Ron Sadler submitted this to The Oregonian in rebuttal to its editorial entitled “After ten years of trying, Jordan Cove LNG should get the OK

Frankly, I am stunned and amazed by the premature and inappropriate endorsement of the Jordan Cove LNG export terminal proposal on Coos Bay by the Oregonian Editorial Board.

The first sentence indicates that the Editorial Board feels that “the time seems right for this project to move decisively forward”, and the final sentence states decisively that “If regulators find that exports pose little threat to energy price stability or supply domestically, Jordan Cove seems very much the real deal at the right time in exactly the right place”.

This simplistic view of the regulatory process by the Editorial Board strongly indicates they do not recognize the existence of the procedural mandates placed upon the Federal Energy Regulatory Commission by the National Environmental Policy Act (NEPA).

NEPA ProcessBefore FERC can rule either for or against the Jordan Cove proposal, they must complete an objective and unbiased analysis of the proposed project together with all reasonable alternative locations. This analysis must include the following elements: a statement of the need for the proposed action; a description of all alternative means to meet the stated need; a baseline description of the current ecological condition of the area affected, i.e., Coos Bay; and an analysis of the direct and indirect environmental effects of the proposed action and of each of the alternatives. This analysis is to be documented in a standardized format called an Environmental Impact Statement (EIS).

The EIS process is completed with the issuance of a Record of Decision (ROD). The ROD is intended to document how environmental, economic, and technical considerations were balanced in order to arrive at a decision either for or against the proposal.

The EIS process for the Jordan Cove export terminal is still in its early stages, and a firm date for the issuance of the initial Draft EIS has not yet been provided.

Until the data and analyses contained in a viable EIS is available, with what logic can the Editorial Board so whole-heartedly support the Jordan Cove export terminal proposal?

Furthermore, the Editorial Board does not seem to understand fully the history of the Jordan Cove terminal proposals. The initial proposal was, in fact, for an import terminal. The EIS process was completed and FERC did issue a permit for the project. The decision to issue the permit was immediately challenged by the Oregon Attorney General as well as a consortium of other governmental and non-governmental entities. The basis for these challenges was primarily that the FERC failed to comply with the requirements of NEPA in arriving at its decision. Rather than litigate in order to resolve these challenges, FERC opted to vacate its decision to approve the import terminal.

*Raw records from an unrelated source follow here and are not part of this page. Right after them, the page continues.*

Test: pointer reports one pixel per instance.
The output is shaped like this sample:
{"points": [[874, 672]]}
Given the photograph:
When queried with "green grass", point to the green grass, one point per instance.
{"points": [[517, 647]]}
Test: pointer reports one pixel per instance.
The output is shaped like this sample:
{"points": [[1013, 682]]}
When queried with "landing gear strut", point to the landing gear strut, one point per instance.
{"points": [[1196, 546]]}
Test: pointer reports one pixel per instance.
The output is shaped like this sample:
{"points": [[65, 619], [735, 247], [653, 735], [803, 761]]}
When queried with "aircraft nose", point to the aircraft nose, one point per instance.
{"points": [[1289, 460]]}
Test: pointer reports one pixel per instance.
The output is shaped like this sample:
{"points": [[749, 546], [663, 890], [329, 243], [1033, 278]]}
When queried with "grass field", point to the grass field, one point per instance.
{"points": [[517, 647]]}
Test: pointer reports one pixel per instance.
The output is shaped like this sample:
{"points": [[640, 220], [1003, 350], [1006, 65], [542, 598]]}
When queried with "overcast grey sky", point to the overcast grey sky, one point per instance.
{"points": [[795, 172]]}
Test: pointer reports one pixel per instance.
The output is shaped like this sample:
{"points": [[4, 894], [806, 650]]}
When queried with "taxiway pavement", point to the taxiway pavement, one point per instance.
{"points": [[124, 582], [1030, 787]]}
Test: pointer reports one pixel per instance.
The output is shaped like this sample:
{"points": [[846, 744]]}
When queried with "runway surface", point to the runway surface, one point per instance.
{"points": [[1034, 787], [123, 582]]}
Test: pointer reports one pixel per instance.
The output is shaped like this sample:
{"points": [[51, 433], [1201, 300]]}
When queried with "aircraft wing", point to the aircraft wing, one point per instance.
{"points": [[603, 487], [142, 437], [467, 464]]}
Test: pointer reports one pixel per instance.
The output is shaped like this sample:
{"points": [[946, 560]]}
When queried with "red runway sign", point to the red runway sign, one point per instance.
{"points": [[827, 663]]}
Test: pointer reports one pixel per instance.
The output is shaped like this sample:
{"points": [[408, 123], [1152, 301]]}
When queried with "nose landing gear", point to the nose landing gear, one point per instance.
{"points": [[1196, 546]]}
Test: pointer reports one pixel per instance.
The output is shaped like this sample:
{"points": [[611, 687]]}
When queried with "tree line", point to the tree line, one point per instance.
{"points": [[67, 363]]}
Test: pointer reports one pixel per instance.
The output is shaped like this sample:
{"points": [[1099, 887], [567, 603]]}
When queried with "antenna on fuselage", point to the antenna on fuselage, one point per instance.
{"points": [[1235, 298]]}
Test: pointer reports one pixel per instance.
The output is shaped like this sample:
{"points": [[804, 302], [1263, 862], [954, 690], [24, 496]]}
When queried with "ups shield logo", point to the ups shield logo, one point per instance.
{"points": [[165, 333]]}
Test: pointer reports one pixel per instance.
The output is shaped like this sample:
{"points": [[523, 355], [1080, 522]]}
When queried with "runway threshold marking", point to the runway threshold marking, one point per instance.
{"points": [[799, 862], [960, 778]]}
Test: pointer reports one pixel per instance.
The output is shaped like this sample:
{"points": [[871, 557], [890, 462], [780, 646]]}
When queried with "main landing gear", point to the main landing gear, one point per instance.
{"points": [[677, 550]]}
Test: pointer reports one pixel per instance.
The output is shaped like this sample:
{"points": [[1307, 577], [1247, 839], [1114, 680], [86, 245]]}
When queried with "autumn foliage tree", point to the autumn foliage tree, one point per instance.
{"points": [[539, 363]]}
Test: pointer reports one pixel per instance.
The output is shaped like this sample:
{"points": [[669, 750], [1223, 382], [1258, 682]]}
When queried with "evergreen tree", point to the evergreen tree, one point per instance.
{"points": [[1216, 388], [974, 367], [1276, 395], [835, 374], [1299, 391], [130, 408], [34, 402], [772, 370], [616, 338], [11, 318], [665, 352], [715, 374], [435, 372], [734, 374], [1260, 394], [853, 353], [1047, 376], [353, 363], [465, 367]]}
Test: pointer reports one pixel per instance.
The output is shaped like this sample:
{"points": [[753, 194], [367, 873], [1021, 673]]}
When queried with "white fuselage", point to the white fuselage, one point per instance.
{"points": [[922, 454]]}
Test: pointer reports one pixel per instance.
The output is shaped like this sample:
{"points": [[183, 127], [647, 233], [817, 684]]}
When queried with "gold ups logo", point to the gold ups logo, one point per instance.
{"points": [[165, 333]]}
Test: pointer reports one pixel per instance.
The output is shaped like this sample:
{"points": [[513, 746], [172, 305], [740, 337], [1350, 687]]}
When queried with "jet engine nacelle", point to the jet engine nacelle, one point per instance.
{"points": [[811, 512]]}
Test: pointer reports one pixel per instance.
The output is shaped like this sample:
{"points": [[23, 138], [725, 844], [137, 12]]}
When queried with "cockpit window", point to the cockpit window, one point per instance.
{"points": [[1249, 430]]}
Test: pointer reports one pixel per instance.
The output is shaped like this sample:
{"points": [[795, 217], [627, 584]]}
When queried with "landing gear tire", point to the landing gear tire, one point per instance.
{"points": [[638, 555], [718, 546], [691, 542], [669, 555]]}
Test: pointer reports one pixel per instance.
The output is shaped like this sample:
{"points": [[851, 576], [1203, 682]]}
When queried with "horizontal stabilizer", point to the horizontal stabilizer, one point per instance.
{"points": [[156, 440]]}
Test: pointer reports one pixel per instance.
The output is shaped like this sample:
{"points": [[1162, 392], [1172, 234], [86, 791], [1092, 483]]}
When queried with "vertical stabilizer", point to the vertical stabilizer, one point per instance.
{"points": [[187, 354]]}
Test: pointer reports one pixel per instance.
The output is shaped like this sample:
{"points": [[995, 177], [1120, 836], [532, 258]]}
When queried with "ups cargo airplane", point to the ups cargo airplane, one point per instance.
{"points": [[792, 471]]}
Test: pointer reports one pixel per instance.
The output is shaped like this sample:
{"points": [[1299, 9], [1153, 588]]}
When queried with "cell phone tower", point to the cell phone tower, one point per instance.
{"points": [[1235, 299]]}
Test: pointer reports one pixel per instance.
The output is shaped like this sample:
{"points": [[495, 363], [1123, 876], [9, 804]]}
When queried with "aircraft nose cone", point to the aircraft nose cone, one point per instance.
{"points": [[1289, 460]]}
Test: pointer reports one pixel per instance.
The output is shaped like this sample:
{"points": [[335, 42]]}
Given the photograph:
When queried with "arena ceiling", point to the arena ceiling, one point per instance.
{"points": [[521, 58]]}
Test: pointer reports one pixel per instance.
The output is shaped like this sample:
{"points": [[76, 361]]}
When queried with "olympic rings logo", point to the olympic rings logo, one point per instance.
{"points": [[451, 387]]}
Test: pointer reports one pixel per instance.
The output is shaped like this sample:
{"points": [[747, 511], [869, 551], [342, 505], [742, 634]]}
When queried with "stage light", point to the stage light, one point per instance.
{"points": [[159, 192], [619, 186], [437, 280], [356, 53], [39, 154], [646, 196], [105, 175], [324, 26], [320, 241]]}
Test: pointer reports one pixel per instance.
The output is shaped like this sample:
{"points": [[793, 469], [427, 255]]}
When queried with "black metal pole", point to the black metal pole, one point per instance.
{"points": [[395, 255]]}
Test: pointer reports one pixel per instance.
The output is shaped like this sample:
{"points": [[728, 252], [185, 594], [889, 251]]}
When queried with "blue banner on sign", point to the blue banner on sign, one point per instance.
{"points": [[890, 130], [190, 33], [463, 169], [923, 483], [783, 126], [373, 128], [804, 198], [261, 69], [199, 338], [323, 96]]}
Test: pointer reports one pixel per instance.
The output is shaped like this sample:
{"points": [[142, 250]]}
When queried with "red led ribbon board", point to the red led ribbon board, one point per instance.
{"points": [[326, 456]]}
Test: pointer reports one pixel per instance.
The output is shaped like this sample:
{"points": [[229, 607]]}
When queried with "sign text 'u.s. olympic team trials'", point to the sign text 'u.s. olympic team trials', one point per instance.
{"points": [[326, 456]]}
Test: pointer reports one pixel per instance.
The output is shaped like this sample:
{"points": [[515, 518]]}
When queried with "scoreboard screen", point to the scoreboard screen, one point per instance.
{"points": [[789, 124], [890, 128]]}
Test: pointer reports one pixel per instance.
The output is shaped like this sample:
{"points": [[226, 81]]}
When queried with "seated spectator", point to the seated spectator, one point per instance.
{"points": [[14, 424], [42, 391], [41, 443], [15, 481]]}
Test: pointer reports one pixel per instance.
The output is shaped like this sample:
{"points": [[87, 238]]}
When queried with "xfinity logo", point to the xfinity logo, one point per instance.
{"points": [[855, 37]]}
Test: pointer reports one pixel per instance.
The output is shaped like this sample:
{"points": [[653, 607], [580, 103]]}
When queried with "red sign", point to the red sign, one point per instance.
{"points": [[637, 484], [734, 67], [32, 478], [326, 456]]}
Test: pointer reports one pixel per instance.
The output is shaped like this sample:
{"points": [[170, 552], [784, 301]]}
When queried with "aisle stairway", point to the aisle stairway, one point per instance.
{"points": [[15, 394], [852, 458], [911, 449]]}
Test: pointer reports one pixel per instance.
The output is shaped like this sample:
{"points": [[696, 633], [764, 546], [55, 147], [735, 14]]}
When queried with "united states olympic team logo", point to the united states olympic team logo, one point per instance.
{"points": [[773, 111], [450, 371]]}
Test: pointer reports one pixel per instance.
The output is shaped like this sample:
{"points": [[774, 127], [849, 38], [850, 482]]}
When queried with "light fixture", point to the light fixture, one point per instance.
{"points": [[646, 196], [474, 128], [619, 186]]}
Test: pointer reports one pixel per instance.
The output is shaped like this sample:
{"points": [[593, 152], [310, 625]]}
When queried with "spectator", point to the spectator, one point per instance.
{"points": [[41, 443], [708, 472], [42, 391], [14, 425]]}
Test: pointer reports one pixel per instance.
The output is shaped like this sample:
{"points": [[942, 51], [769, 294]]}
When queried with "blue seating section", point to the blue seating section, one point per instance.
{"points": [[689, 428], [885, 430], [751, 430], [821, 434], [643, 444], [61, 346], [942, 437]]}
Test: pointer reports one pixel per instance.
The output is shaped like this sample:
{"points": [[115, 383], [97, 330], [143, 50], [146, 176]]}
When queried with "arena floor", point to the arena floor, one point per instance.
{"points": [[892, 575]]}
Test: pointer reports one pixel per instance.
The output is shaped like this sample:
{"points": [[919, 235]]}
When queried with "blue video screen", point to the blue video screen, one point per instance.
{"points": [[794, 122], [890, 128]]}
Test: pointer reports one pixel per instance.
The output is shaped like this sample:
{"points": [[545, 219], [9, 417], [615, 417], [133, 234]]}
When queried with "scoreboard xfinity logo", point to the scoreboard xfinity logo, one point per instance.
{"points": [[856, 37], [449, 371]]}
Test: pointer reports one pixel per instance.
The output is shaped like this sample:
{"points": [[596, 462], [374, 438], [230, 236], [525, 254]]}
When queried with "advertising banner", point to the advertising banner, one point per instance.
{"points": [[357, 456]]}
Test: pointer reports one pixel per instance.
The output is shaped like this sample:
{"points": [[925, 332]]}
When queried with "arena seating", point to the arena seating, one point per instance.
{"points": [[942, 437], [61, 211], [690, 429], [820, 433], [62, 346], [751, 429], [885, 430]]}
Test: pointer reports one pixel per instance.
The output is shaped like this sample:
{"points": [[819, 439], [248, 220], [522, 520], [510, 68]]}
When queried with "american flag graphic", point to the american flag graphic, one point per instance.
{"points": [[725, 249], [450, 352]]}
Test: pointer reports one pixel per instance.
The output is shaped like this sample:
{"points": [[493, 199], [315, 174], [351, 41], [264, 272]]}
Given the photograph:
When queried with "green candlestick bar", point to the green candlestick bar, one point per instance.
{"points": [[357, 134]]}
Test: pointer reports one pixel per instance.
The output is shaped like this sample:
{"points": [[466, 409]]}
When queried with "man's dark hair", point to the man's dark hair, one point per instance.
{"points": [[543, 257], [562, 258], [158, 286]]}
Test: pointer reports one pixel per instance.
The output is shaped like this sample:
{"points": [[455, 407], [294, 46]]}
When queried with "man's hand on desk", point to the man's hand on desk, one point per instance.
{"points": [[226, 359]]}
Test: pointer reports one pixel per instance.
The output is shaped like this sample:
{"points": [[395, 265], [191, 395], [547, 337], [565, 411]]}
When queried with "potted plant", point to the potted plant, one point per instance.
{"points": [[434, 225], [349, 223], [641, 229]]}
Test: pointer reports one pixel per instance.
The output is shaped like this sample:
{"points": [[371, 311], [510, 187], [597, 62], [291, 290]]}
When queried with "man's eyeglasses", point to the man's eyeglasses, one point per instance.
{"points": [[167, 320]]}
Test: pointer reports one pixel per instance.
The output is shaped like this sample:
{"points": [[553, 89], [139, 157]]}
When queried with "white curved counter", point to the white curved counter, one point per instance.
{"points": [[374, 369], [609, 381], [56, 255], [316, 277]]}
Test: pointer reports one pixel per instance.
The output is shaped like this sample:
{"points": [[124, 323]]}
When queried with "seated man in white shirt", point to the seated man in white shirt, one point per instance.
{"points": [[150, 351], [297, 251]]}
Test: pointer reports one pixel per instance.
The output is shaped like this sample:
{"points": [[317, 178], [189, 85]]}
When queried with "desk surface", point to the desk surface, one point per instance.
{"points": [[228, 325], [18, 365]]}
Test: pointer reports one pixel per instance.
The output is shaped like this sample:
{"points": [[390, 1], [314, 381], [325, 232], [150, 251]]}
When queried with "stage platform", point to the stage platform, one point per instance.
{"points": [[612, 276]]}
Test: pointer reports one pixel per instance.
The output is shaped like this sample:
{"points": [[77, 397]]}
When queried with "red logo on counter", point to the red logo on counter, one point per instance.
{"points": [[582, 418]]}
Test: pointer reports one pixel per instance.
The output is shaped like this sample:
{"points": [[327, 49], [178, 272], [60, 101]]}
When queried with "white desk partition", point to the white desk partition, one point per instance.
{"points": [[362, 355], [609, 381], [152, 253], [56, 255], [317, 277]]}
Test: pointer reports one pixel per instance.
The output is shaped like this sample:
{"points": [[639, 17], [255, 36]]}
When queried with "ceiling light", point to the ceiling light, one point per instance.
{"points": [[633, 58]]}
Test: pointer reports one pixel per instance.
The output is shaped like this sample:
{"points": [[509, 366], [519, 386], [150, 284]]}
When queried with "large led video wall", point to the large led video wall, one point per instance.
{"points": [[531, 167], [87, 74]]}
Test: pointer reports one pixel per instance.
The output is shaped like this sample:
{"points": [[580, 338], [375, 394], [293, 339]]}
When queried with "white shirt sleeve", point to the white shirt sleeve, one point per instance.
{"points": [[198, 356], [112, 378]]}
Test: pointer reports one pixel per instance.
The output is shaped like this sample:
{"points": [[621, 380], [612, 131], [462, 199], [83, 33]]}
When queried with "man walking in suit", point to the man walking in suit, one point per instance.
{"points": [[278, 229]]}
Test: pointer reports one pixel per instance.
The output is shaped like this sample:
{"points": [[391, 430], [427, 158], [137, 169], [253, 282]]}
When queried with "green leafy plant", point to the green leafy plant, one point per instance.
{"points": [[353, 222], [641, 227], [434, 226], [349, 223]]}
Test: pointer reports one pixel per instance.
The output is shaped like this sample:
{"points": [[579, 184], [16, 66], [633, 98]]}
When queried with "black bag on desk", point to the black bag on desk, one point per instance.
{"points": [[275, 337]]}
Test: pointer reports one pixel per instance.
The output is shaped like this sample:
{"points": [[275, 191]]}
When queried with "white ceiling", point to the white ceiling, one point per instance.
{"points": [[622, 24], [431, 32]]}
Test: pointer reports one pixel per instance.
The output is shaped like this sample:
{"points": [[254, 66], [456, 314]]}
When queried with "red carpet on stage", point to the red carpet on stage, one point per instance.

Thus, the change to an export terminal was caused directly by the legal insufficiency of FERC’s planning process rather than a shift on the part of Jordan Cove in response to market conditions.

May I suggest the Editorial Board consider informing our citizens of the intent and purpose of the federally-mandated planning process that has been in effect for 40 years, rather than acting as a shill for industrial propaganda?